MAKASSAR, RAKYATSULSEL - Megadata bekerja sama dengan Serum Institute menggelar ngopi sore sambil diskusi terkait sosial media politica dengan mengangkat tema “Gerakan Elektoral Berbasis Konten.” Kegiatan ini berlangsung di Lapak Kopi Abangda, Jumat, 14 Juni 2024.
Dalam kesempatan itu hadir narasumber seorang penulis buku “Sosial Media Politica” Anwar Abugaza dan Direktur Duta Politika Indonesia Dedi Alamsyah yang dipandu oleh moderator Yasma Haya.
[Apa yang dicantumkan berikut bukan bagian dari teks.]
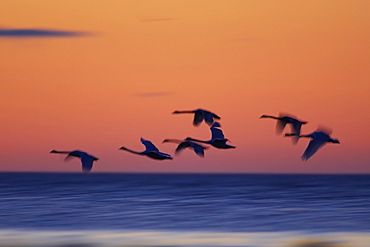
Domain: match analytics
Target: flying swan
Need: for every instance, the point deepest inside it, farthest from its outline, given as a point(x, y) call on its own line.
point(150, 150)
point(87, 160)
point(198, 149)
point(285, 119)
point(200, 115)
point(319, 139)
point(218, 140)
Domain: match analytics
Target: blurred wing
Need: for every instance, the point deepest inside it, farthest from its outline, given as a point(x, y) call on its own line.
point(280, 125)
point(216, 116)
point(198, 118)
point(69, 157)
point(87, 162)
point(326, 130)
point(208, 117)
point(217, 134)
point(313, 146)
point(198, 149)
point(149, 146)
point(182, 146)
point(296, 129)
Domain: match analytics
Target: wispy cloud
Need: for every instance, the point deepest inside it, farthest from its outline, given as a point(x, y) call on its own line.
point(157, 94)
point(38, 33)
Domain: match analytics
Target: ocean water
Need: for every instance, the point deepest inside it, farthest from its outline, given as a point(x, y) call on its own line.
point(76, 209)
Tujuan kegiatan ini untuk membuka mindset berpikir tentang betapa pentingnya peran sosial media dalam arena perpolitikan di Indonesia. Sebab gelombang kecepatan teknologi tak bisa ditahan sehingga membawa semua sumber informasi menjadi begitu cepat diakses oleh masyarakat luas.
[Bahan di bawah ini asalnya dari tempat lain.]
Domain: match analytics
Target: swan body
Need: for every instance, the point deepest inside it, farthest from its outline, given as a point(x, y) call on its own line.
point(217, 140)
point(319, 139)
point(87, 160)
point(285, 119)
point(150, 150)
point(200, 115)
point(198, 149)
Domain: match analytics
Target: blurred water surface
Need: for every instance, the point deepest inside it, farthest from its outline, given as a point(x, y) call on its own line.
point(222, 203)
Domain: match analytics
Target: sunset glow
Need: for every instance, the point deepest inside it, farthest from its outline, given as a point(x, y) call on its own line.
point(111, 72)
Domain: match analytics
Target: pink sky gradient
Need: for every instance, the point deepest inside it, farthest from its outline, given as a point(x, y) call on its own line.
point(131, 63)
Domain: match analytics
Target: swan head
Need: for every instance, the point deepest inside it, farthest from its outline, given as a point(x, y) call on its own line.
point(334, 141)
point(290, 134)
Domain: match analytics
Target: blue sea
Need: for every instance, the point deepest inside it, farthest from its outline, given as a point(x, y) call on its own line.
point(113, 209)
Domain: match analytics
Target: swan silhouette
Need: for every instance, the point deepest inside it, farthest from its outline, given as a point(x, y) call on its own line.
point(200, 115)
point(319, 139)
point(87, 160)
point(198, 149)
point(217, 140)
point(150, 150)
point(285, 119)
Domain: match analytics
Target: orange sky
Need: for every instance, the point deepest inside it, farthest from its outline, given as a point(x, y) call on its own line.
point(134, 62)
Isu inilah yang kemudian coba diurai oleh para narasumber terkemuka yang dihadirkan oleh Megadata bersama Serum Institute untuk mengkaji lebih dalam.
"Media sosial baru memulai kiprahnya di tahun-tahun 2010 an ke atas. Teknologi itu lahir dari kebutuhan militer, di perang dunia pertama. Dan setiap kemajuan teknologi selalu tentang militer, kemudian mengikut yang lainnya," kata Anwar yang juga Dosen Teknik Informatika.
Ia menekankan bahwa penggunaan teknologi dalam dunia politik sangat penting, sekalipun sebenarnya belum dipahami secara seksama oleh banyak orang.
"Kita mencurigai bahwa kekuasaan ingin agar politik ini tidak transparan," terangnya.
Pihaknya mencoba membuka data bahwa pemilih Prabowo-Gibran di Pilpres kemarin itu lebih 60 persen dari Gen Z.
"Karena kuatnya kerja keras tim kreatif Prabowo, hal itu bermanfaat dan paling banyak berinteraksi di Aplikasi Tiktok," kata Anwar.
Kenapa demikian, kata Anwar, karena masyarakat sudah lebih banyak mengambil informasi dari media dan media sosial, jadi bukan lagi di TV.
Di Sulsel sendiri dari 91,85 persen yang menggunakan HP, 81,45 persen di antaranya digunakan untuk sosial media dan WhatsApp.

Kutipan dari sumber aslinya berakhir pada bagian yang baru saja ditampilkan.